Une énigme. Quand il était petit il adorait ce genre de devinettes. Surtout les épreuves de logique. Excité à la perspective d’un bon moment à passer, Edouard entreprend de faire fonctionner ses méninges.
19h30. En sortant du pôle emploi, Paul est satisfait. Alors qu’il saute dans le dernier bus, il repense à sa journée, et pour la première fois depuis dix ans, il éprouve un sentiment de devoir accompli, une satisfaction, la sensation d’avoir donné un sens à sa vie en offrant la possibilité à l’un de ses candidats de recommencer à zéro. Il a étudié et sélectionné une bonne dizaine de dossiers de fins de droits dont il compte s’occuper en priorité au cours de cette première semaine d’automne. « La liste est prête. Le système que j’ai mis en place semble fonctionner. Demain je les contacterai tous par email et je remettrai les lettres de convocations à la réception pour qu’on les donne à la poste.»
« C’est le Facteur ! J’ai trouvé ! C’est le facteur ! ôtez moi une lettre, ôtez m’en deux ôtez les moi toutes, je reste toujours le même, c’est le facteur. » Fiévreux, Edouard ouvre la messagerie privée de la page Facebook « mavraievie » et tape le mot Facteur qu’il expédie aussitôt.

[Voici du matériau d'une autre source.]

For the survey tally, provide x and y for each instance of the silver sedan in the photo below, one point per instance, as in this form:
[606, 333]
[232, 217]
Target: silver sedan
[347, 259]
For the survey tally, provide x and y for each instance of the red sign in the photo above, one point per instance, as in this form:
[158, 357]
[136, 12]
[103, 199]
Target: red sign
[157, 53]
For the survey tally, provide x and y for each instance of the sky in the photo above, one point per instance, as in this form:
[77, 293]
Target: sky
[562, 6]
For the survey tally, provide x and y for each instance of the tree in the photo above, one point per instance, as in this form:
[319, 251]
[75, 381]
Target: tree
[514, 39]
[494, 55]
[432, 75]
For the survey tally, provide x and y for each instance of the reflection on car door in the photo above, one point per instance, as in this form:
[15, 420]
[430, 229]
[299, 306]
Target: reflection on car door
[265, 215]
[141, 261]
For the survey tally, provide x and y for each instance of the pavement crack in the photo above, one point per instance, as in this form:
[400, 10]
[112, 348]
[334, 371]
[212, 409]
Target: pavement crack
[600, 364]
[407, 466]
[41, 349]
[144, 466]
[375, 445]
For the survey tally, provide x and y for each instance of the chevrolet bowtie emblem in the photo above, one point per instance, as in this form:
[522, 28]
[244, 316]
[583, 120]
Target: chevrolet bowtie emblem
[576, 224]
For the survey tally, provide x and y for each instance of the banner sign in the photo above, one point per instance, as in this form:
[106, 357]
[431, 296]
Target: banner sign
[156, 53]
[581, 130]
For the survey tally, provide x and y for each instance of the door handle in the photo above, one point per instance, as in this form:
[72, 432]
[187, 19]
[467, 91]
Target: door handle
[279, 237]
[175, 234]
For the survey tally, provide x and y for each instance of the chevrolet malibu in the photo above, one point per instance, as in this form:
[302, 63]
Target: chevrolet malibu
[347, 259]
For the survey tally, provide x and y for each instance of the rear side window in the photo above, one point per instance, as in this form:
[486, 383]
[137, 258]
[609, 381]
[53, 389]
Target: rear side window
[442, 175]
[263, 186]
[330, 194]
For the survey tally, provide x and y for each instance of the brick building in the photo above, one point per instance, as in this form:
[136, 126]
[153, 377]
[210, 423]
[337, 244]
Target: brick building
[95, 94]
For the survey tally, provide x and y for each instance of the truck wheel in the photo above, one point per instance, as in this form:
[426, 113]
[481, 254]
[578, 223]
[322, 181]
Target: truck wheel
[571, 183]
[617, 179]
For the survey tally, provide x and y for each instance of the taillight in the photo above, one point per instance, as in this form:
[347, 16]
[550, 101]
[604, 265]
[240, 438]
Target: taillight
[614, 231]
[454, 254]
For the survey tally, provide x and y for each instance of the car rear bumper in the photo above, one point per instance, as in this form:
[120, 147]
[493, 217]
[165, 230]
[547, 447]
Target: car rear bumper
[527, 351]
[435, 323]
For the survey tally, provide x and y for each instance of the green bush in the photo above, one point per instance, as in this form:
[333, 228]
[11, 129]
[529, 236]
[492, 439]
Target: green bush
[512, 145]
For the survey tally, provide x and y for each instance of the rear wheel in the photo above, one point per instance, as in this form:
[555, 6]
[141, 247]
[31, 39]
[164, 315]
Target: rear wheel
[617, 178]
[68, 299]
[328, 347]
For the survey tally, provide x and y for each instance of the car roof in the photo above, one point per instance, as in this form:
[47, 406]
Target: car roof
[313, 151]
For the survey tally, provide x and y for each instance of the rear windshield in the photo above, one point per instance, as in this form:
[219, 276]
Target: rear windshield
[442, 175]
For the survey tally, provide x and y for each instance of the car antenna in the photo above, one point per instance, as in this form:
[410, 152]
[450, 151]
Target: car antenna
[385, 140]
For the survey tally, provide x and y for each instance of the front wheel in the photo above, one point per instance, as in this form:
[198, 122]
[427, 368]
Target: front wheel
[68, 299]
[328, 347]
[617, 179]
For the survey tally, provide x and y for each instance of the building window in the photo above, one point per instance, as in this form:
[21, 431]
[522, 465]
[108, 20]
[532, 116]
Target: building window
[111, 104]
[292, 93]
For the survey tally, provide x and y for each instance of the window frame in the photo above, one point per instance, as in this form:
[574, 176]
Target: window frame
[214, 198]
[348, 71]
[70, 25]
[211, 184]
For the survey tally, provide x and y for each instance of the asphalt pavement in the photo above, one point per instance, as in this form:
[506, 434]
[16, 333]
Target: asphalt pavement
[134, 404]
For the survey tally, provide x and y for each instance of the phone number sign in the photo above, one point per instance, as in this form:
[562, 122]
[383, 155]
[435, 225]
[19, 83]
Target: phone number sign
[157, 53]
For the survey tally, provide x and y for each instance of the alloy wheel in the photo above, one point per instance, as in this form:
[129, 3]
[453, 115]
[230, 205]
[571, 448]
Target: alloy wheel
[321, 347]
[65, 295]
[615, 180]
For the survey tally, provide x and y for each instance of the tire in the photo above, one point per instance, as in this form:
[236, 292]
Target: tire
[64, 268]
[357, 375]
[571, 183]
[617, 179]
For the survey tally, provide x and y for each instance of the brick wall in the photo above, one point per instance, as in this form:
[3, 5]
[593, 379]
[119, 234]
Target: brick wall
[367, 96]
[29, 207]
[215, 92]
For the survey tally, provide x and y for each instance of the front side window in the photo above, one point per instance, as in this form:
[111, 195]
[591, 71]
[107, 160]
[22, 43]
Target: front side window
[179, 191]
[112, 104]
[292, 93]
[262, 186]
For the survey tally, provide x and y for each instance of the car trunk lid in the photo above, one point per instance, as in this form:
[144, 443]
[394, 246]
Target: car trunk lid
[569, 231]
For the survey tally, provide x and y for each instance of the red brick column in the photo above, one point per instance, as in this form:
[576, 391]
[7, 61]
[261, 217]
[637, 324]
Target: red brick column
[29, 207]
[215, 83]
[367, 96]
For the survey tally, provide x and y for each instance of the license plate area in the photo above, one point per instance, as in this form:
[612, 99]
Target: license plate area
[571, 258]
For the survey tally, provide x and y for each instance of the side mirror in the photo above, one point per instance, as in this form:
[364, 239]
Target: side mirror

Le retour ne se fait pas attendre. « Le type qui a mis au point le système est ingénieux, il mérite plus que moi le poste d’ingénieur en informatique ». Edouard ouvre le message et lit : « Bravo, le facteur a déposé une enveloppe qui vous attends à Saint Sépulcre ? à Séranvillers ? ou à l’extérieur des Remparts ? Elle restera à disposition pendant 72 heures. Si vous la trouvez, le contenu vous appartient. Nous apprécierions que vous nous renvoyiez un message avec une photo de vous et de l’enveloppe. A vous de jouer. »
Ce matin, comme tous les matins, Paul emprunte la ligne de bus No 8 pour se rendre à son bureau du Pôle emploi. Durant les vingt minutes de trajet, son regard se perd dans les rues qui défilent derrière les vitres et un sourire vague se dessine sur ses lèvres.
A l’heure de la pause, Paul se dirige vers le distributeur de boissons. Comme tous les jours, il sélectionne le programme mochaccino de la machine. A la radio, les nouvelles locales parlent d’un chômeur en fin de de droit qui raconte avoir récupéré la somme de 10,000 euros grâce à une chasse au trésors. « Après une enquête préliminaire de nos journalistes, il semblerait qu’un mystérieux bienfaiteur soit à l’origine de cet événement. Il, ou elle, distribuerait de l’argent par le biais d’un jeu de piste qui cible les chômeurs de la ville de Cambrai. L’heureux élu, informaticien sans emploi qui a désiré garder l’anonymat, a déclaré que grâce à cet argent, il allait se reconvertir dans l’ébénisterie. Un métier qu’il a toujours eu envie d’apprendre mais qu’il n’a jamais osé entreprendre jusqu’à ce jour où, a-t-il ajouté, il allait enfin oser vivre sa vraie vie».